Wine Pairing: Sync Cabernet Sauvignon



  • 80/20 Ground Chuck or Ground Beef of choice
  • 1tbsp Worcestershire Sauce 
  • 1/2 Cup Mayonnaise
  • 1/4 Cup Ketchup
  • 1/4 Cup Dill Pickles Finely Diced
  • 1tbsp Dill Pickle Juice
  • 1/4tsp Ground Pepper
  • 1/2tsp Garlic Powder
  • 2 to 4tbsp of Heartbeat Hot Sauce Dill Pickle Serrano


  1. In a large bowl, mix Ground Beef, salt and pepper, Worcestershire sauce, and Heartbeat Hot Sauce Dill Pickle Serrano - lots of it -  together until well combined.

  2. Line a 4-inch wide lid with plastic wrap. Add a few spoonfuls of hamburger mixture to the lid and fold plastic wrap over the top to press and mould the burger patty.

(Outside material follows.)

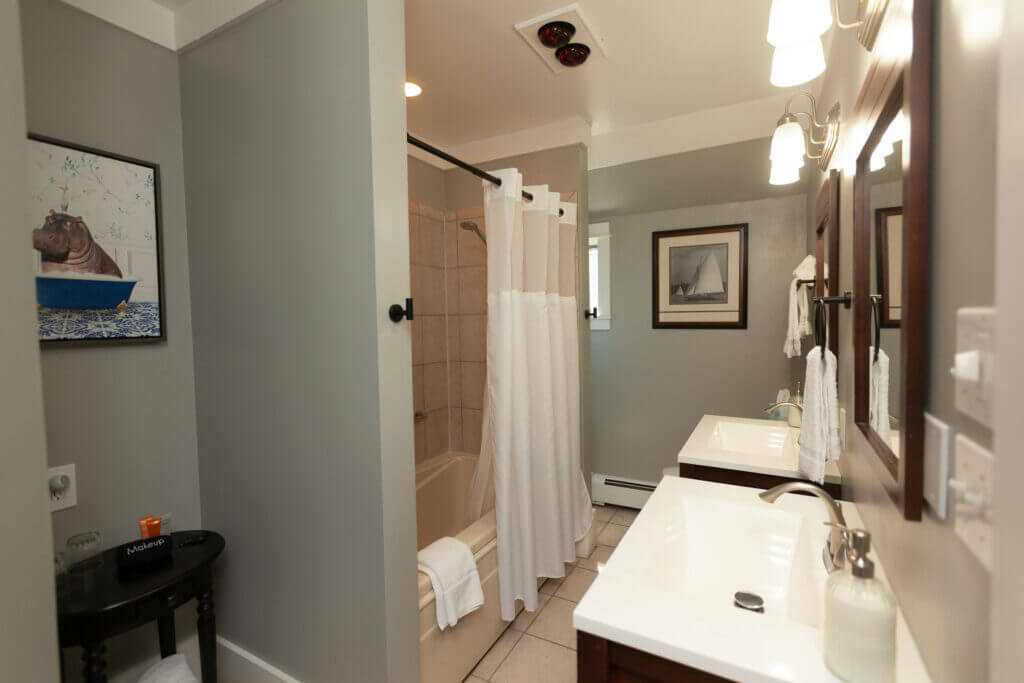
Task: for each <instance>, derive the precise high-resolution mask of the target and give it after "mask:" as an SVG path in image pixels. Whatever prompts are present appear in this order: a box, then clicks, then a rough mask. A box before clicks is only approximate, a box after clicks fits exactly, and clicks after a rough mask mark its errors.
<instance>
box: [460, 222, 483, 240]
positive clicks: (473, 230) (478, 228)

Unwrap from plastic wrap and place onto a plate or platter. Continue this process until you have created 8 patties, about 1/4 pound each, 1/3-1/2 inch thick, 4 inches across.

  3. Cover and refrigerate for about 1 hour. (This will help the burgers keep their shape on the grill)

  4. While burgers are resting, make the secret sauce: stir mayonnaise together with ketchup, pickles, pickle juice, ground pepper, garlic powder, and even more Dill Pickle Serrano hot sauce. Place in refrigerator.

  5. Also, prep your burger toppings: slice tomatoes, wash and tear lettuce, slice the onion, etc.

  6. To grill, place each burger onto preheated grill. Cook 3 minutes on one side and then flip. Brush with BBQ sauce. Add cheddar cheese slices on each patty, cover and cook 1 minute. Turn grill off and then continue cooking another 3 minutes or until burgers register 160 degrees F.